Holy water doesn't exist

>>/x/

A U T I S M

why do you say that?

Again, yes, if your creed allows it and people will respect your authority to do so. The religious fetishisation of male sex organs was common practice in a number of pagan societies. It really wouldn't be all that much of a stretch for them to pless their spunk.

As for the Jam, is that any more outlandish than blessing a piece of wafer as the body of Christ?

If I ejaculate in the ocean does the ocean become pregnant

i feel your answers are a subjective copout. it turns the question from being legitimate to "it is whatever you want to be, that surely should satisfy!" it doesn't, it's not helpful to render any religious question or ritual into a meaningless act.

I would argue that there is no other way to answer the questions raised. Unless you want to talk out of your ass, that is.

Faith is, unsurprisingly, about belief. If you truly believe the item before you is sacred or blessed then there is very little in the world that will change your mind. But if you don't believe, then it holds no value beyond it's physical/historic value.

For example, you don't need to think the spear of Christ is actually the real deal, or that any of what is described in the new gospel relating to that spear actually happened, to value it. It is an item that has been used to win wars and shape empires. In that regard it is fascinating.
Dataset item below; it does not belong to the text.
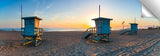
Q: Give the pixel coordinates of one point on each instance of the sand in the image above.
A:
(70, 43)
But even that knowledge only creates extra value if it is known. If you have no knowledge of what it represents then its just an arrangement of gold, copper and iron, perhaps more valuable as a piece of art than for it's material value.

So it's all well and good to say that religious acts have intrinsic meaning. But that meaning only holds so long as it is understood. Just look at the destruction of any religion in the past. Did the conquistadors treat Aztec relics with sacred importance? No of course they didn't. They just saw gold, or precious gems, or a doo-dad to be traded back in Spain.